Throughout her illness she gave me many more. She trusted me enough to
talk about what she wanted, some of how she was feeling. But mom being
mom, she never moaned or complained: these were the cards she was dealt -
certainly not what had been planned but she would work with them
nonetheless.
In one of our last visits over thanksgiving, I went to see her early one
morning, obviously struggling. She could tell in my eyes and in my
voice that I was not doing well. She said to me "I am still your mother,
let me help you" and as much as I didn't want to burden her with MY
problems, I honored her request and shared.
And so it was during the next weekend when I was back to see her, she
was forceful in her direction. As much as she loved my visits, she
worried when I traveled. She sent me home on Sunday, with a kiss,
telling me I needed to go. At the time i didn't realize it was goodbye,
but I think she did.
I always knew she wouldn't want me to be there for her death. As
surprising as the revelation was to her that I could be tough AND strong throughout her illness, she knew how sensitive I am. I can only imagine
she wanted to spare me from the difficult moment.

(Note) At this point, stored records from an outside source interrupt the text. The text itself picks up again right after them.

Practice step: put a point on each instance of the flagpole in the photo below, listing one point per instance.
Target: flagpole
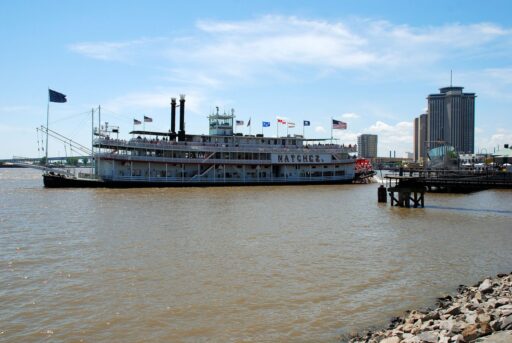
(99, 141)
(92, 140)
(331, 129)
(47, 123)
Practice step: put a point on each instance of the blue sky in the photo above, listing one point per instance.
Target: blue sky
(369, 63)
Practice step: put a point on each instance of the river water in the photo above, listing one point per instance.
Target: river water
(240, 264)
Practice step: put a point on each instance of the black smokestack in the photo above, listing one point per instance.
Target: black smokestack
(173, 116)
(181, 133)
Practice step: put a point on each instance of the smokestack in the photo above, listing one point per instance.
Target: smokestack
(181, 133)
(173, 116)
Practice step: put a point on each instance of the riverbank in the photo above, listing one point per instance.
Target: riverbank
(481, 313)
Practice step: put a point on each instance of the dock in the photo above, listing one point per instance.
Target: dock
(409, 191)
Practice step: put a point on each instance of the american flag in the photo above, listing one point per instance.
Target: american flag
(338, 125)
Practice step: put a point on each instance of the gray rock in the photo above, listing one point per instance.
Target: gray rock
(497, 337)
(506, 323)
(485, 286)
(391, 340)
(428, 336)
(457, 338)
(470, 332)
(483, 318)
(453, 310)
(505, 310)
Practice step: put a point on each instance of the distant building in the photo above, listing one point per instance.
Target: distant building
(451, 119)
(420, 137)
(367, 146)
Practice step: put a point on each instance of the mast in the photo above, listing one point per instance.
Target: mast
(47, 121)
(99, 141)
(92, 139)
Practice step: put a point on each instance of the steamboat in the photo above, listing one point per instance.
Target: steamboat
(221, 158)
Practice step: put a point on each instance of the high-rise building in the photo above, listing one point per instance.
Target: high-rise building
(367, 146)
(451, 119)
(420, 137)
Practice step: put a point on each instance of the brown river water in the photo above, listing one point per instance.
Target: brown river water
(234, 264)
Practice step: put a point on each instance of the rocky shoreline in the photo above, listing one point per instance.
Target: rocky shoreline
(481, 313)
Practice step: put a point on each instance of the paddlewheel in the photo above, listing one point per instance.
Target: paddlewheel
(363, 170)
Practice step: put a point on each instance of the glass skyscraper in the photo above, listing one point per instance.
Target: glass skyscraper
(451, 119)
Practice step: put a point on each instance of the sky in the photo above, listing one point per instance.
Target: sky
(369, 63)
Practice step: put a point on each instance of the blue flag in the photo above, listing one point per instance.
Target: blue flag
(56, 96)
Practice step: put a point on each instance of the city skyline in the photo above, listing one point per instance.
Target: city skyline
(363, 62)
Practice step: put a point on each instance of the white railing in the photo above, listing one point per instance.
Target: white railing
(179, 179)
(216, 147)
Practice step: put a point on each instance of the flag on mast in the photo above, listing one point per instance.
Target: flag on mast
(54, 96)
(339, 125)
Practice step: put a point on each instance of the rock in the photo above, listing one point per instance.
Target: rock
(428, 336)
(502, 301)
(457, 338)
(470, 318)
(446, 325)
(407, 327)
(484, 329)
(483, 318)
(413, 339)
(470, 332)
(497, 337)
(391, 340)
(506, 323)
(453, 310)
(426, 324)
(485, 286)
(505, 310)
(432, 315)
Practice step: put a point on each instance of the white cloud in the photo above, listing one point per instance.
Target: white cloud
(320, 129)
(350, 116)
(498, 138)
(274, 45)
(157, 99)
(123, 51)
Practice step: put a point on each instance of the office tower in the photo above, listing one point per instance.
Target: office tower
(451, 119)
(367, 146)
(420, 137)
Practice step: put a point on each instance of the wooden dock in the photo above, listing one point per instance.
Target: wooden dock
(409, 191)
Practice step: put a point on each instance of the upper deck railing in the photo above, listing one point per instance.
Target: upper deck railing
(216, 147)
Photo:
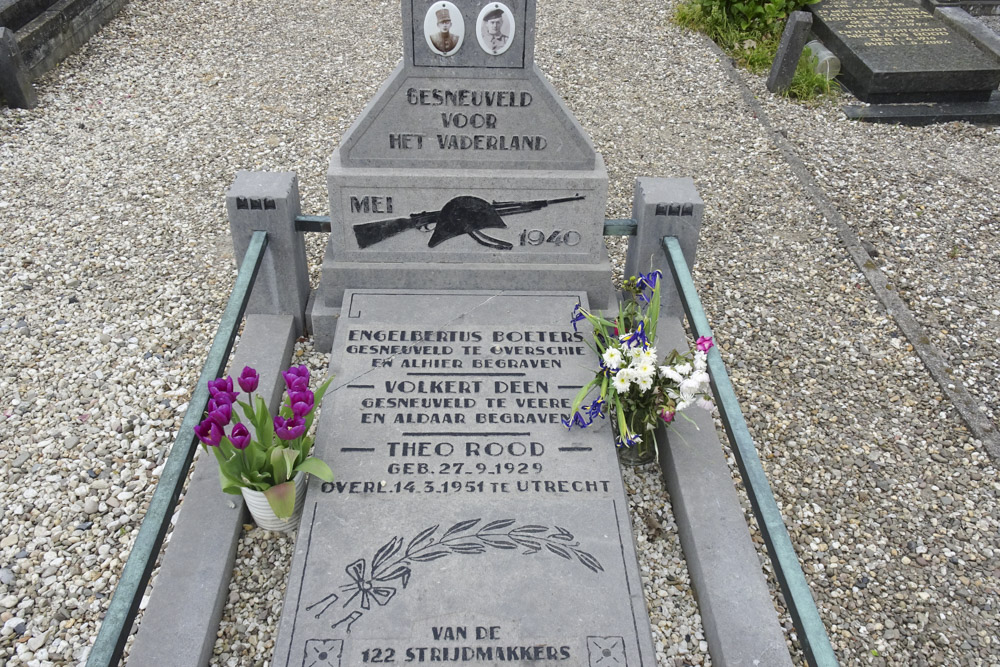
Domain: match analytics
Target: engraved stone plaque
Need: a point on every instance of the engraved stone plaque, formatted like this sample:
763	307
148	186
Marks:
466	524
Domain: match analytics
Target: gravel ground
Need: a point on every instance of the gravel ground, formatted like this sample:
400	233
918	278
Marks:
117	263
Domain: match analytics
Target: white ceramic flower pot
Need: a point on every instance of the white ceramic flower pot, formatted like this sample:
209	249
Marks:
264	516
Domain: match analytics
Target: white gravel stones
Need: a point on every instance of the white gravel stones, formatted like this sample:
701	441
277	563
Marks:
117	262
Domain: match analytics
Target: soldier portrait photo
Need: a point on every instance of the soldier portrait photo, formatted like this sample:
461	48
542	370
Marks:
496	28
443	28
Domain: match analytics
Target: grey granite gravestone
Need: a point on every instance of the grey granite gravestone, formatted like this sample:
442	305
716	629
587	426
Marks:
465	171
786	60
894	51
465	524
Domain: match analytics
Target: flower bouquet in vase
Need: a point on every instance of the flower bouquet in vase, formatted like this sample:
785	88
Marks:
634	387
268	468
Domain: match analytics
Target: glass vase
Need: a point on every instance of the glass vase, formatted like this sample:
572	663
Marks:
640	454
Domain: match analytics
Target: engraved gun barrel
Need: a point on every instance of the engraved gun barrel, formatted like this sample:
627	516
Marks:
370	233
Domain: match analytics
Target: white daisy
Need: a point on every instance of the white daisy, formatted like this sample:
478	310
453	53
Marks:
621	381
612	357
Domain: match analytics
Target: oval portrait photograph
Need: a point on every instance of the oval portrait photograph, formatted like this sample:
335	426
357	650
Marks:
444	28
495	28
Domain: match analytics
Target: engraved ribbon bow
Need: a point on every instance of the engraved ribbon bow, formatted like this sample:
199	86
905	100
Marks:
365	588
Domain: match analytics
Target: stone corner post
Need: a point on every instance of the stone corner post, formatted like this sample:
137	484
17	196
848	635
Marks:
664	207
15	84
269	202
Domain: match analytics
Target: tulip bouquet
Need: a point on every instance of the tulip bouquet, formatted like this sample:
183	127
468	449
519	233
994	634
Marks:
279	449
635	388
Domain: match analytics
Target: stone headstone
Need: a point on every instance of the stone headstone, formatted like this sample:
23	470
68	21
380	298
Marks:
465	524
465	171
793	39
894	51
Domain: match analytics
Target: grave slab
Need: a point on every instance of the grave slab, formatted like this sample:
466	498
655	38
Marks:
986	113
465	523
894	51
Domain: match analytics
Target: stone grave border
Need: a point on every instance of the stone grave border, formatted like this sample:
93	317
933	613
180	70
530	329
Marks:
30	48
185	606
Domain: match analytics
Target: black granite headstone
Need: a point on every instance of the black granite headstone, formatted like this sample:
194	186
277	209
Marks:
466	524
894	51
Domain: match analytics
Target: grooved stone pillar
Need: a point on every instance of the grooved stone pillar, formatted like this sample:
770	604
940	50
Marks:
14	83
269	201
663	207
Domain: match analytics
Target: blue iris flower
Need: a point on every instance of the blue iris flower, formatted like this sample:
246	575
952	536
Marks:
637	338
577	316
648	280
595	410
577	420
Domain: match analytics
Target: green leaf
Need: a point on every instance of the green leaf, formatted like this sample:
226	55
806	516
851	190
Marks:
291	456
582	395
279	465
653	312
281	498
264	424
317	468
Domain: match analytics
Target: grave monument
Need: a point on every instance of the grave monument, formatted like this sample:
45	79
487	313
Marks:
465	170
894	51
466	524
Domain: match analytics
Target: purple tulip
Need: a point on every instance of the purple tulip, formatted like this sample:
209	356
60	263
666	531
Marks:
302	402
249	379
296	378
240	437
209	433
220	413
222	387
289	429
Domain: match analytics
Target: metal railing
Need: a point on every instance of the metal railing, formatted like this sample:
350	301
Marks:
117	624
801	606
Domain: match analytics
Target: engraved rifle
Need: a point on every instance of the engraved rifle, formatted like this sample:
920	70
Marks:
461	215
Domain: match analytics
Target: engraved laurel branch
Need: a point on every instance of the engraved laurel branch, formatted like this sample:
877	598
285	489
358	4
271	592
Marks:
389	564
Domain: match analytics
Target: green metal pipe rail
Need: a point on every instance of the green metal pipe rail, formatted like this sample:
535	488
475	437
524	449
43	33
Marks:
117	624
801	606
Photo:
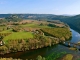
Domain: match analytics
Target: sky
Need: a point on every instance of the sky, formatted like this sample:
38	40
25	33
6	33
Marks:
57	7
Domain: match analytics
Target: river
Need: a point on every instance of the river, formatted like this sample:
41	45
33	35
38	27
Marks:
32	54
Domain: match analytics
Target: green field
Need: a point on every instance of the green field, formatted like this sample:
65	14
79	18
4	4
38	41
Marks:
35	26
18	35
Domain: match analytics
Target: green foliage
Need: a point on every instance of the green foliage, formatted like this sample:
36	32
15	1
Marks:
18	35
61	33
55	55
68	57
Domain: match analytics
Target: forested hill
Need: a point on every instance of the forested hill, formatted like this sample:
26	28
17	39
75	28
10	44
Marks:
73	21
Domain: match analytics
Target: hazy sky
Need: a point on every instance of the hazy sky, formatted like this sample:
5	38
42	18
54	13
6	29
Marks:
40	6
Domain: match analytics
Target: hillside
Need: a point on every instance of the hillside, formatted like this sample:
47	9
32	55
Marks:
72	21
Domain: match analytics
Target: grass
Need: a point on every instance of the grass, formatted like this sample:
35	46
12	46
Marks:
18	35
7	31
35	26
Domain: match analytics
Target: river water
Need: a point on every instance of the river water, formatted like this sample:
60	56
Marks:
32	54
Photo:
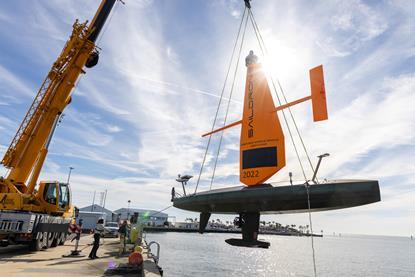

My dad was with her at the final moment, and as she asked him to "let me
go" I know she wanted him to be the one with her. It was a testament
of her love for him but I also think a challenge to him. I get my
sensitivity from him. This was her way of telling him that he can handle
it. All of it.
And so as I move forward in this fog of grief, I try to think that her
challenge to me is continue to live strongly and not let my sensitivity
paralyze me.
If i can honour her memory by doing that, I will certainly do my best.